As a gift to all the comrades who have come here.

by fanli6mw2k850 on 2012-02-23 18:26:44

Ha, after finishing the writing, I discovered that there were actually comments left. Slimming leg essential oil www.ladywiki.net, and surprisingly, many people supported the opening without content. When writing about management, Comrade AMYCHEN even wrote two articles that could be used for leadership. That's truly amazing. With everyone being so considerate, I'm thinking whether we should turn this into a management forum for exchange or share some feelings. Tonight, I have no mood to talk about management. That's something within a 16-hour workday, but the time now is clearly beyond those 16 hours. So, I'll share some feelings.

Time leaves no trace, and life just passes by day by day. I always recall Zhu Ziqing's "Hastily". In my early years, during my university days or even until after I started working, I loved literature more than anything else, experiencing sensibility over rationality. But I don't know when sensibility drifted away from me. It occasionally surfaces in my heart, and all I can say is: why do our days never return once they're gone? During meals, time flows past the rim of the bowl; when drinking water, time flows past the water. Dear ones, why do our days never return once they're gone?

Ha ha, back then I loved reading literature and martial arts novels, especially "The Storm" series.
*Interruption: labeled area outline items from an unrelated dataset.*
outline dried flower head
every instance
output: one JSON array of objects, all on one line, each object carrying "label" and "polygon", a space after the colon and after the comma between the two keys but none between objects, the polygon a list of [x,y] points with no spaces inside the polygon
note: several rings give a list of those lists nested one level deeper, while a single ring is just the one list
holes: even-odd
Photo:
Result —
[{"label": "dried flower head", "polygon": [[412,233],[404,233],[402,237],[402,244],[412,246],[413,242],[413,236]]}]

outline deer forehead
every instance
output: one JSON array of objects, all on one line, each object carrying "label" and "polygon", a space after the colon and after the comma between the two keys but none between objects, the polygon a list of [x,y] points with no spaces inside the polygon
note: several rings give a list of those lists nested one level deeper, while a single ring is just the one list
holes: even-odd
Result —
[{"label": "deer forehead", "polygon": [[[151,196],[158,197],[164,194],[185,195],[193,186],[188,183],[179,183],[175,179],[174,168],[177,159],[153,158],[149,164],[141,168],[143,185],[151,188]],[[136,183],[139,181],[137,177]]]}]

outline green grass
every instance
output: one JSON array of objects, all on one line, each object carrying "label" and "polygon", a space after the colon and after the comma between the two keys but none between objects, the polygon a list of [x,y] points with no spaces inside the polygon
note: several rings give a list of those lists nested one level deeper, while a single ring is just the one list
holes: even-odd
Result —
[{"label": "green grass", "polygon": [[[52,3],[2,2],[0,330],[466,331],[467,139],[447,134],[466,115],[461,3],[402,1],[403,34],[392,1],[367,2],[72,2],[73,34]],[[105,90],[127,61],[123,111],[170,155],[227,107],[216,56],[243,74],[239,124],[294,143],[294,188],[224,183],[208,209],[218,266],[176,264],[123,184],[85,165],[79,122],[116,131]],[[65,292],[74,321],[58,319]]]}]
My favorite was actually a non-main character, "Huamanlou", from Gu Long's novels. A blind man, yet a man with grace and class, with a faint smile always on his face. I aspired to be such a man, but with the changing times, I've become the protagonist of my world. I also loved reading about the love between Bu Jingyun and Xue Yuan in "The Storm", which moved heaven and earth, bringing tears to my eyes.

I enjoyed even more writing letters to my family on rainy autumn evenings, especially during sudden autumn rains. Talking about how trees wish to stay still but the wind won't stop, and how children wish to care for their parents but they are no longer around. Nowadays, I can only enjoy those beautiful moments alone, deep into the night without any disturbance.

Time leaves its mark on people, but I feel like it has left deeper marks on me. Why do I say that?

I've seen people who have become more radical due to the passage of time, fighting against time. I've also seen frustrated people www.ladywiki.net who haven't adapted deeply enough to the passage of time. I am neither of these two types, but rather someone who adapts to time and forgets oneself. Time has changed me, but it's not obvious. It's not obvious because we have strangely unified within this time. Therefore, what it has given me is the deepest, yet hardest to express.

It is within such a passage of time that I follow it in the most flamboyant or perhaps the most silent way, trying to make small changes to it.

Adaptation itself is a form of silence!

Relevant article reprinted: Sincerely Winning the World (Hu Rong)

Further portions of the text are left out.